Further insights into the Na2WO4-assisted synthesis method for WS2

Abstract

Two-dimensional (2D) materials have become a hot topic in materials science, electronics, optoelectronics, and other fields. However, the practical applications of 2D materials rely heavily on the reliable synthesis of large-area, high-quality materials, which still poses a significant challenge. In this study, we present a detailed investigation into the Na₂WO₄-assisted synthesis of WS₂. Our findings reveal that the substrate temperature and the sequence and duration of introducing S vapor are critical factors in manipulating the morphology of the WS₂ products. Monolayer, thick film, and one-dimensional nanostructures can be obtained by varying the substrate temperature and the introduction sequence of S vapor. Furthermore, the introduction sequence and duration of S vapor can significantly impact the monolayer films' optical and electrical properties. Films synthesized with the introduction of S vapor before the evaporation of the W source exhibited strong photoluminescence (PL) emission, with a greater contribution from excitons.

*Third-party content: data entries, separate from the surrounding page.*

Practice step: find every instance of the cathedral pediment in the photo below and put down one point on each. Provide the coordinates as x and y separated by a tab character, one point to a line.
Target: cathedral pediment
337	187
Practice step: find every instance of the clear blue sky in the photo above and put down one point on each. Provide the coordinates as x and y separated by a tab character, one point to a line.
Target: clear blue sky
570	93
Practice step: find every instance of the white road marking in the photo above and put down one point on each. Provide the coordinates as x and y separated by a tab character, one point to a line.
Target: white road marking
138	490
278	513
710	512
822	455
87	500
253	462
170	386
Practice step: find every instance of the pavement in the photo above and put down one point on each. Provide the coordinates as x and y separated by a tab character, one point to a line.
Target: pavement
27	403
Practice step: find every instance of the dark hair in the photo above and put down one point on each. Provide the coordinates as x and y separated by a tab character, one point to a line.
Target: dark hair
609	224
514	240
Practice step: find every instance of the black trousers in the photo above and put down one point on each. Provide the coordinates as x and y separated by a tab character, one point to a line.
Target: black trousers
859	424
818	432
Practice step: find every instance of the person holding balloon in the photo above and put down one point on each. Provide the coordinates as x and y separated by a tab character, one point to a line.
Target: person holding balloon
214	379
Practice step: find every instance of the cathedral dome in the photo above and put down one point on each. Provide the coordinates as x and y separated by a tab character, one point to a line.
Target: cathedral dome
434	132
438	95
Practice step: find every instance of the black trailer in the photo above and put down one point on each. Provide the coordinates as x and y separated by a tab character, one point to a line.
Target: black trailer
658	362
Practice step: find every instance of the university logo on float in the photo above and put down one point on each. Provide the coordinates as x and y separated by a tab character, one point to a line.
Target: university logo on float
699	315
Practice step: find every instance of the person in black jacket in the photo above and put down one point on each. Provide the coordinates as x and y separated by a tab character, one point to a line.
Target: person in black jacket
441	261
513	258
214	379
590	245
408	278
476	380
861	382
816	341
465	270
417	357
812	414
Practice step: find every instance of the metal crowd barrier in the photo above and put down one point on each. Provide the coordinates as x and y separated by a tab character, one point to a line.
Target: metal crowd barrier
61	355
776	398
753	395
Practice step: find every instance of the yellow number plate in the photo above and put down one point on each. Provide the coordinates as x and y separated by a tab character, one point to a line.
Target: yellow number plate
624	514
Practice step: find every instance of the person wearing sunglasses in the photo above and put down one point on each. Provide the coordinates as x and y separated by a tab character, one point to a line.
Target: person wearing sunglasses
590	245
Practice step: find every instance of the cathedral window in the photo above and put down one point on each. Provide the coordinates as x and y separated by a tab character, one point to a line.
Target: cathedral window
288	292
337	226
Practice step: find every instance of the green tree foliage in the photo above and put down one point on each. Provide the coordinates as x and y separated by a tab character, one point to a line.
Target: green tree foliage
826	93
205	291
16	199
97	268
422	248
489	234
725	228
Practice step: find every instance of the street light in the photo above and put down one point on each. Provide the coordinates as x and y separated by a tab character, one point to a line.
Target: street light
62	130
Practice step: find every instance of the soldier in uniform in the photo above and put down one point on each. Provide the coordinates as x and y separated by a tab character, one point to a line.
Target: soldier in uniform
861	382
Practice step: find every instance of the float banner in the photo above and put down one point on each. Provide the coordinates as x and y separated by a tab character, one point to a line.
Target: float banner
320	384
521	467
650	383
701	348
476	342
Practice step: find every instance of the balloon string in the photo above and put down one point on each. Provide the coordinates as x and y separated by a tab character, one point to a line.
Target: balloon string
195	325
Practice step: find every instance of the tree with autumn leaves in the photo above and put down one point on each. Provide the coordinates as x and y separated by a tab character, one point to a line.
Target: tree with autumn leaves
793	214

In contrast, films synthesized with the introduction of S vapor after the evaporation of the W source showed reduced PL emission, with a greater contribution from trions. Additionally, field effect transistors based on films synthesized with the introduction of S vapor before the evaporation of the W source displayed a larger threshold voltage and higher electron mobility. These findings suggest that the Na₂WO₄-assisted synthesis method for WS₂ is highly controllable and pave the way for utilizing these monolayer WS₂ materials for technological applications.